The Investment Company Act of 1940 requires each fund to register with the SEC as an individual company with a board overseeing costs and operations on behalf of its shareholders.

The law specifies that 40% of directors be “disinterested,” that is, independent directors who aren’t affiliated with the fund management company.

Independent directors’ most significant duty is annually deciding whether to approve the advisory contract with the fund management company.

Mr. Regan, an independent director for OppenheimerFunds Inc., said at the conference on Friday that though it appears to be directors’ chief concern, “the word `performance’ is not in the ’40 Act.”

As the mutual fund industry has grown, some fund companies have reconfigured their boards so that a majority of directors are independent.

Some have even named an independent director as chairman of the fund board. Last October, the SEC proposed rules that would require a majority of independent directors on all fund boards, and that directors employ an independent attorney.

The SEC’s scrutiny of fund boards comes years after it focused on corporate boards. Independent directors now regularly oversee audit committees and interact directly with institutional investors.

“The directors are aware of their responsibilities and they have the power to exercise them,” says Mr.
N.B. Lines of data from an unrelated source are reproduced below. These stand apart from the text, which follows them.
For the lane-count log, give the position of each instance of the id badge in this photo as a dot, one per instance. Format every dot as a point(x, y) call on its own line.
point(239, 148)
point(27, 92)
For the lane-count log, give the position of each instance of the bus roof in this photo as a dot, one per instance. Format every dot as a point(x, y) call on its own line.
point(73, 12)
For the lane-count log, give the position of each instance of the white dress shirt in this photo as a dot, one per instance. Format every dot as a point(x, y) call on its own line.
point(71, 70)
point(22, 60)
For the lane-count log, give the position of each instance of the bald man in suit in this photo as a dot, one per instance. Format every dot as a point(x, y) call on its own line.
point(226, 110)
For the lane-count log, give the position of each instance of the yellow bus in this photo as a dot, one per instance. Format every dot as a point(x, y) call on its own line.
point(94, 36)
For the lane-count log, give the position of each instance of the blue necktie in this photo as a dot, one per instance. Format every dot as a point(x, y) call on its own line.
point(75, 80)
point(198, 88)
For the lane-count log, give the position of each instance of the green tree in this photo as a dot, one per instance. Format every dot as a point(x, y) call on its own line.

Ruder. “In the fund area, it’s not been the case because independent fund directors don’t have a majority vote.

“We’ve moved out of the darkness into the twilight where the fund directors have the authority and responsibility, but we need to move to the daylight where they are fully informed about what needs to be done and that they can — in cooperation with the funds — do the right thing.”

Mr. Ruder hopes to invite directors to Chicago this summer for the first of a series of informal meetings in which independent directors, attorneys and accountants would offer insights into a range of topics such as fund performance comparisons and negotiating advisory contracts, to pricing securities and understanding derivative risks.

Mr. Ruder also envisions taking the council’s training programs on the road to Boston, New York and other locations where fund companies are headquartered.

In addition to sponsoring conferences, the council hopes to serve as an information clearing house for fund governance developments and educational articles.

“This conference is crucial,” says Mr. Ruder, “because we are not going to exist without enthusiasm from our director targets.”